Many before him have tried and failed. Medicines currently on the market haven't sold well. And investors are a little skeptical about Frost's latest wager.
"It's kind of like the unicorn of the pharma industry," said David Munno, head of drug research at Sphera Global Healthcare, a hedge fund in Tel Aviv.
"So many companies have tried and had their drugs pulled out of the market or fail miserably."
Frost believes he can achieve what billions of pharma dollars and decades of research have failed to produce by using the blueprint that allowed him to amass a $4.9 billion fortune: re-engineering an existing product to stifle its flaws.
"The chances of success are extremely high," he said.
A native of South Philadelphia, Frost turned a $50,000 investment in Key Pharmaceuticals Inc, a struggling drug developer, in 1972 into a $825 million sale to Schering-Plough Corp 14 years later. His next company, the maker of generic drugs Ivax Corp, he sold to Teva, the industry leader, for $7.4 billion in 2006.
Not hungry
"We have a lot of respect for Phil Frost and we definitely wouldn't write him off," Munno said. Still, he gives any drug that hasn't entered human clinical tests - as is the case with Frost's product - a chance of success that's less than 5 percent.

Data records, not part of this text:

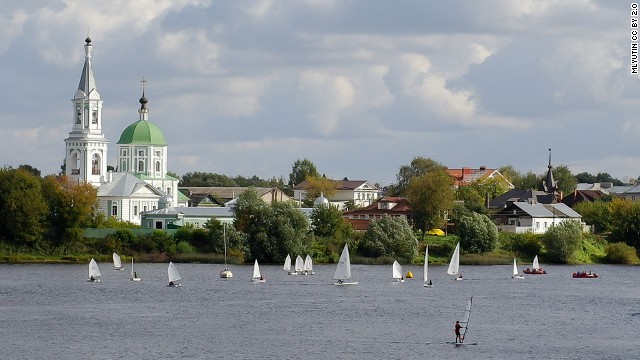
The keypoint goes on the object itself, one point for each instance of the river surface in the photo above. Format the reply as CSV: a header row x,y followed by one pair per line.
x,y
52,312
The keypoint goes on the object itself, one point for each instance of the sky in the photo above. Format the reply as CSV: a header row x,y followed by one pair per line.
x,y
358,87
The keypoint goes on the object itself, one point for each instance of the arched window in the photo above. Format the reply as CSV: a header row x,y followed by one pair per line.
x,y
95,165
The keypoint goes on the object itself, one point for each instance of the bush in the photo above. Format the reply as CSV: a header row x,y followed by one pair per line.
x,y
620,253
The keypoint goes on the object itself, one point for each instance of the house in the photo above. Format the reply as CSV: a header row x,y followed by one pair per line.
x,y
467,176
221,196
361,192
396,207
530,217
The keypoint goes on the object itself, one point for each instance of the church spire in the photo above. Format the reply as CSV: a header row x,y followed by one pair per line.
x,y
144,112
549,183
87,82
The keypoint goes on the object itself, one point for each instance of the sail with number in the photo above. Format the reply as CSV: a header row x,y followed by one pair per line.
x,y
397,271
454,264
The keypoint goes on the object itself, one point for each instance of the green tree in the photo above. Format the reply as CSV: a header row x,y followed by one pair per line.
x,y
419,166
326,220
477,233
562,241
301,170
71,209
389,237
431,197
22,206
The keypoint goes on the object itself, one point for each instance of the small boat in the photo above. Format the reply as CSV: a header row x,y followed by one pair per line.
x,y
287,266
465,325
584,275
134,275
343,269
174,276
117,264
515,274
427,281
257,276
307,267
454,264
94,272
299,267
535,268
397,272
225,273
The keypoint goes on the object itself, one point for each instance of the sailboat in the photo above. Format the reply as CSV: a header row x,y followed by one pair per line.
x,y
397,272
94,272
515,274
117,264
465,324
307,268
343,270
174,276
535,268
454,264
225,273
257,277
134,275
427,281
299,265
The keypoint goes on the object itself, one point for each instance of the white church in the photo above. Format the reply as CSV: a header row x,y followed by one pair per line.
x,y
141,181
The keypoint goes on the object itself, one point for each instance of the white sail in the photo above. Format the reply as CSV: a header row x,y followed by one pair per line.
x,y
172,271
299,264
93,269
465,319
116,261
536,265
397,270
343,270
287,263
427,281
454,264
308,265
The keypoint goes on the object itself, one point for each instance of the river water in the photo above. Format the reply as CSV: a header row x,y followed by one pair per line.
x,y
51,312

Frost, who retired as Teva's chairman last year, was freed up to focus on Opko Health Inc, the drug development company he started after selling Ivax.
Valued at $5.2 billion on the New York Stock Exchange and based in Miami, Opko has been working on tweaking a hormone called Oxyntomodulin, a powerful appetite suppressant whose mechanism of action isn't well understood, and which alone lacks the staying power required for a diet medicine.
"We're talking about a hormone that tells our brain that we're no longer hungry," said Gili Hart, the company's vice president of clinical development.
Obesity paradox
Opko has licensed technology from Israel's Weizmann Institute of Science that could change that, according to Hart. It allows the hormone to act longer in the body, requiring one injection per week instead of one every few hours, she said. Opko tested the product on obese mice and rats, which shed more than 20 percent of their weight with no worrisome side effects. Human studies are slated to begin this year.
Frost figures the drug's revenue potential could be about $100 billion, leapfrogging the pharmaceutical industry's all-time bestseller, Pfizer Inc's cholesterol medicine Lipitor. The market for an obesity medicine is huge - even just in the US, where an estimated 79 million people are overweight or obese. But so far no drugmaker has managed to convert that potential into a blockbuster, and it's so early for the Opko drug that a lot could go wrong.
Because obesity isn't a disease, regulators have a low tolerance for worrisome side effects, and patients often give up treatment when they come to realize it's no panacea.